Source: Blackwell Publishing Journal Backfiles 1879-2005

Topics: Medicine

Notes: Abstract: Cholecystokinin octapeptide (CCK26–33) is metabolized by neural membranes with an initial cleavage to CCK29–33 and subsequent breakdown to CCK31–33 and CCK32–33; this pattern of proteolysis occurs on incubation with either P2 or purified lysed synaptosomal membranes.
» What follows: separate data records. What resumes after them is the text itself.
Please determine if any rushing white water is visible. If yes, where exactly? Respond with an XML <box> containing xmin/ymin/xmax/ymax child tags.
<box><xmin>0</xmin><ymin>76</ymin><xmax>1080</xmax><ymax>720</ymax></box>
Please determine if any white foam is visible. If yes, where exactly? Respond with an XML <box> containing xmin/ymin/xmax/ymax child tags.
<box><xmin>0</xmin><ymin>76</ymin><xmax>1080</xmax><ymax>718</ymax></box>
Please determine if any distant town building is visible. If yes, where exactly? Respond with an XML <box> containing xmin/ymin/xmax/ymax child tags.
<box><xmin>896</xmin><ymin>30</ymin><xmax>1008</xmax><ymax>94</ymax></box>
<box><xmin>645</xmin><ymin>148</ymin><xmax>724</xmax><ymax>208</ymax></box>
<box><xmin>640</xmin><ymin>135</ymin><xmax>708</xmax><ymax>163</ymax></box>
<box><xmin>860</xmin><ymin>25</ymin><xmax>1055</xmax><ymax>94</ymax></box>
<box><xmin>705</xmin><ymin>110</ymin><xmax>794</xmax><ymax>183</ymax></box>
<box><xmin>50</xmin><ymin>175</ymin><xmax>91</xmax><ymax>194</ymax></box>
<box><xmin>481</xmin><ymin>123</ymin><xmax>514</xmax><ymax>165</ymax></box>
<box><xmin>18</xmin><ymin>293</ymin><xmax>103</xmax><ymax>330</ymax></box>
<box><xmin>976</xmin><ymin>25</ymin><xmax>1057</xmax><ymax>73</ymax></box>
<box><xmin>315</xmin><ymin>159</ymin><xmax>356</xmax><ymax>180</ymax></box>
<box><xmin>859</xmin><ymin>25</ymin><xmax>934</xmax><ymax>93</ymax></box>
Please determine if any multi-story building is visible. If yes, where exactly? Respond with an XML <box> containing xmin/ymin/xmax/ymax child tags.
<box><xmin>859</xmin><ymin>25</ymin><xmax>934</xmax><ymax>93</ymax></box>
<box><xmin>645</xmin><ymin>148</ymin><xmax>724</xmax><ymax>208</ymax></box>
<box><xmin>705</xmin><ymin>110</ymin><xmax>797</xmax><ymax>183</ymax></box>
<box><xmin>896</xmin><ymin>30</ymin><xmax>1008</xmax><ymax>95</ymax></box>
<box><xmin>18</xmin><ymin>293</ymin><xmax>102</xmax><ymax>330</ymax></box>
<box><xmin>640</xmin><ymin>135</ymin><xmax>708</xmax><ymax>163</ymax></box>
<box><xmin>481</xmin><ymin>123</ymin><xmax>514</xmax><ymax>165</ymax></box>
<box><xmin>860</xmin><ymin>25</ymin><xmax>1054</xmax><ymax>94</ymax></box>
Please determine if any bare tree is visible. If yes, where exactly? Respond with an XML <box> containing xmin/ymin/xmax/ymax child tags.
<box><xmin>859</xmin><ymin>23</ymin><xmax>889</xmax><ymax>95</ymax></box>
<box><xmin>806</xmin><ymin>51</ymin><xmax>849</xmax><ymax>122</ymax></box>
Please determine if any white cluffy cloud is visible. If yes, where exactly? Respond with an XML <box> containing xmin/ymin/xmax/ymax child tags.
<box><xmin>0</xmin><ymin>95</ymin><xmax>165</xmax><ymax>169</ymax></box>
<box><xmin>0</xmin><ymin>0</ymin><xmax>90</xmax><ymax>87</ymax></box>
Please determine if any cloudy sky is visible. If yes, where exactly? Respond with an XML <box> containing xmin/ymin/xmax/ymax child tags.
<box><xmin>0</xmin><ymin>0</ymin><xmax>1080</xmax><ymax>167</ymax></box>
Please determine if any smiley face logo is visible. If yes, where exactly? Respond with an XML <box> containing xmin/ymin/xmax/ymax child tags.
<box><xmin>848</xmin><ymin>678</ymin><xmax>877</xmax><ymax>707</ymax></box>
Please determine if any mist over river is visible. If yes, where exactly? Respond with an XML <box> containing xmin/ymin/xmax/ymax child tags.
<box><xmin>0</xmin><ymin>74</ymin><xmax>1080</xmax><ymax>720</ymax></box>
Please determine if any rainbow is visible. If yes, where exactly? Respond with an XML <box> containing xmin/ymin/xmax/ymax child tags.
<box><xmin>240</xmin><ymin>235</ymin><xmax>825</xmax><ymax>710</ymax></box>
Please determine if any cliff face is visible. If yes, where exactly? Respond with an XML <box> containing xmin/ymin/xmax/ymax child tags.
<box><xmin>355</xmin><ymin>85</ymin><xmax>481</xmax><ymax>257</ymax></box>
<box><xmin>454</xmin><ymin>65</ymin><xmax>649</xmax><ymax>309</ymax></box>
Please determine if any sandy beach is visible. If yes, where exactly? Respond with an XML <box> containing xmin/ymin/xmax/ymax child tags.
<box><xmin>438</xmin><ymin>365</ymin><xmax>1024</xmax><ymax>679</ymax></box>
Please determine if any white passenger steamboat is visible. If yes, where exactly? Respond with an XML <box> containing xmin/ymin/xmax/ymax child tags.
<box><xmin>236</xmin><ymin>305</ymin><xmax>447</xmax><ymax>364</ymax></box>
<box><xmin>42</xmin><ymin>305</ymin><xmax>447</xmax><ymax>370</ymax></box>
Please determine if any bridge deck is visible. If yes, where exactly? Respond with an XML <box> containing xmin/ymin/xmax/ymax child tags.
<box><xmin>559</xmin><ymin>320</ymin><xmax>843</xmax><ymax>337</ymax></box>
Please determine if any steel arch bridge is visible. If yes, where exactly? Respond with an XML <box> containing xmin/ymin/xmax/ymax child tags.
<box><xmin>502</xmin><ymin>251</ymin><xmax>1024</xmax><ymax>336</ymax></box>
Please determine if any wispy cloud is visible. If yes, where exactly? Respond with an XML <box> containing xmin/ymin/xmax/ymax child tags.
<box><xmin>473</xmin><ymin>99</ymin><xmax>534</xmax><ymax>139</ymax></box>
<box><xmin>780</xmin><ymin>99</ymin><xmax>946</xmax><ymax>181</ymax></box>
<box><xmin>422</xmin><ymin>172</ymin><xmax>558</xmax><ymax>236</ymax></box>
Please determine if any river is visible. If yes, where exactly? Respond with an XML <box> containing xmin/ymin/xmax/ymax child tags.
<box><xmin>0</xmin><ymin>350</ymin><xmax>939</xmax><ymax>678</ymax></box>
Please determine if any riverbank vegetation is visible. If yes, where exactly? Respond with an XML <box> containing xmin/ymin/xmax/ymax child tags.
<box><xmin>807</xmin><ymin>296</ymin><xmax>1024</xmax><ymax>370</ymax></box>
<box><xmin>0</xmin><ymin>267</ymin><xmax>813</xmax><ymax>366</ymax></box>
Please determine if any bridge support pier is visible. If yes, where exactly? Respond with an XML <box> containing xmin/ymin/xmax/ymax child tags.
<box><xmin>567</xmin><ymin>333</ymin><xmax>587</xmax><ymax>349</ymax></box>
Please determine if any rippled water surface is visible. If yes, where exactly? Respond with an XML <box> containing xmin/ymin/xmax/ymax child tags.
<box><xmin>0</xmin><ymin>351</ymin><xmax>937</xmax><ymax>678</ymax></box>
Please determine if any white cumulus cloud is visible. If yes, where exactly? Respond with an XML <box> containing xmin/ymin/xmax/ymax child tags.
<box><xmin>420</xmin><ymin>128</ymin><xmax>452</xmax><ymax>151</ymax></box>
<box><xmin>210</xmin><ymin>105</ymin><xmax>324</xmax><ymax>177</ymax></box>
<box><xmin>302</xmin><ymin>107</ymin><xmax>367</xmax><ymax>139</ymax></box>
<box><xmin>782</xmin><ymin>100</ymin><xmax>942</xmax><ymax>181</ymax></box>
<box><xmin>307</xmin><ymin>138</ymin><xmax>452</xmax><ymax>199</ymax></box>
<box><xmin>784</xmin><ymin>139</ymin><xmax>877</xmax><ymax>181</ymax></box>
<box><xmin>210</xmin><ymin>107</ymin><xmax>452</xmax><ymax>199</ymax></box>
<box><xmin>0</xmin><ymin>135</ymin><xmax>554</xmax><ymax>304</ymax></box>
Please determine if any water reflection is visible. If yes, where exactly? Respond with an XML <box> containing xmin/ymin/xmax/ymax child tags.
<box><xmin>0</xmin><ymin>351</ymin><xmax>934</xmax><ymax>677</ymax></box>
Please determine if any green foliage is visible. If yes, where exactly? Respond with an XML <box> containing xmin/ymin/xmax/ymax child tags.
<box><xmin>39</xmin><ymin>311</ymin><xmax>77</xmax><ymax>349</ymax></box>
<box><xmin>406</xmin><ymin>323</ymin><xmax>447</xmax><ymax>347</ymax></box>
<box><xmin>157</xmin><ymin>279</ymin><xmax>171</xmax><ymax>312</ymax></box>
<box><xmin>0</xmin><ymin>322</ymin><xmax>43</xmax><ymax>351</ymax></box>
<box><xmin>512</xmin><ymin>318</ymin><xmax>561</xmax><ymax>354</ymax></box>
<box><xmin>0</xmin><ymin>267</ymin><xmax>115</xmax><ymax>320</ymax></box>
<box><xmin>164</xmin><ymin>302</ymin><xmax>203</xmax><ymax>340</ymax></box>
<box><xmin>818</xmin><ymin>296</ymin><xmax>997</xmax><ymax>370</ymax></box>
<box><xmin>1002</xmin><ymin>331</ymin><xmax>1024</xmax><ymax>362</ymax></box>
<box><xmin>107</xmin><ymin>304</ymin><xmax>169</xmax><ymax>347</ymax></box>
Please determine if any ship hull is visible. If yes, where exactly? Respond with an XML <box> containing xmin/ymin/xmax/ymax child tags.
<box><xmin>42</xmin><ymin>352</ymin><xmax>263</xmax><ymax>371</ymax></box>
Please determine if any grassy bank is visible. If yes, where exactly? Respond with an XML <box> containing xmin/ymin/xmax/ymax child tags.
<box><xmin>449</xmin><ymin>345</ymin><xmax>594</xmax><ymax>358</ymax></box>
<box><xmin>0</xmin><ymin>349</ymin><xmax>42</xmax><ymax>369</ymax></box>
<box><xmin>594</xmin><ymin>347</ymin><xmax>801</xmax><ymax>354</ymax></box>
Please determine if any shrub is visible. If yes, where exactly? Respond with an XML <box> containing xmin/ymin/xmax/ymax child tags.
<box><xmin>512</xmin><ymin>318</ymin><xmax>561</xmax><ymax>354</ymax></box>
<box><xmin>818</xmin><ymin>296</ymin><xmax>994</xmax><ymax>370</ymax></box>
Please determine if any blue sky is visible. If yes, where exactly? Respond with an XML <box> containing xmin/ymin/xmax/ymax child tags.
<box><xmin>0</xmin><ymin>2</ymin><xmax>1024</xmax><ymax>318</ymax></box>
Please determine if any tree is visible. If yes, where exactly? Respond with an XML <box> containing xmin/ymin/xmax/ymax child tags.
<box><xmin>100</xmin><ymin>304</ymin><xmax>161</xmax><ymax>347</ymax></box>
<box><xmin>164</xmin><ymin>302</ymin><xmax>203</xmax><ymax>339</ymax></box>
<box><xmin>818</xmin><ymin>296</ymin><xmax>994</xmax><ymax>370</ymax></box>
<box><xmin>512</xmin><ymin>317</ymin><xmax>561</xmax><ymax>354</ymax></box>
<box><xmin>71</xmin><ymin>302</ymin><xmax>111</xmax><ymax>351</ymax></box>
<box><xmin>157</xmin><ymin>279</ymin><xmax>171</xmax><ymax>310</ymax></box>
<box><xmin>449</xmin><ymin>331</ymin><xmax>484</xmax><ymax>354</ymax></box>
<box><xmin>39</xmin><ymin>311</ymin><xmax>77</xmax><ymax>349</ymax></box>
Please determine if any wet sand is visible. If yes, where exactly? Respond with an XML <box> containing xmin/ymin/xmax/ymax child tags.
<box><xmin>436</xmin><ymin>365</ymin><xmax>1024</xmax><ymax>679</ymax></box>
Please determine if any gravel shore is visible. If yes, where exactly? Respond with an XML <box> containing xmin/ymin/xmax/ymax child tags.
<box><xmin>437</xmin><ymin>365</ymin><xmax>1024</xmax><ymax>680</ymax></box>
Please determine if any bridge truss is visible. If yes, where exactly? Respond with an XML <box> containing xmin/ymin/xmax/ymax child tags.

To determine whether the pattern of CCK26–33 proteolysis is unique to the brain and whether regional brain differences in its pathway or rate exist, we analyzed the proteolysis of CCK by synaptic membranes of various brain areas and cellular membranes of peripheral tissue. The pattern of degradation in brain did not differ among the regions studied. The overall proteolysis rate, as measured by the formation of tryptophan, was higher in the striatum than in the cortex, although CCK29–33 was formed at the same rate in both areas. In nonneural tissue, the rate of degradation was highest in liver membranes and lowest in pancreatic acinar cell preparations. Thus, it appears that degradative peptidases are not necessarily colocalized with CCK receptors. The pattern of product formation is the same in peripheral compared with CNS membranes; thus, the degradative pathway does not appear to be unique to brain tissue. The enzyme present in synaptic membranes that is responsible for CCK29–33 formation requires a metal ion and sulfydryl groups for the catalysis and thus is a metalloendopeptidase. Furthermore, its activity is inhibited by Ac-Gly-Phe-Nle-al, a peptide aldehyde whose sequence bears some homology to the amino acid sequence in the region of CCK26–33 that is cleaved by this enzyme.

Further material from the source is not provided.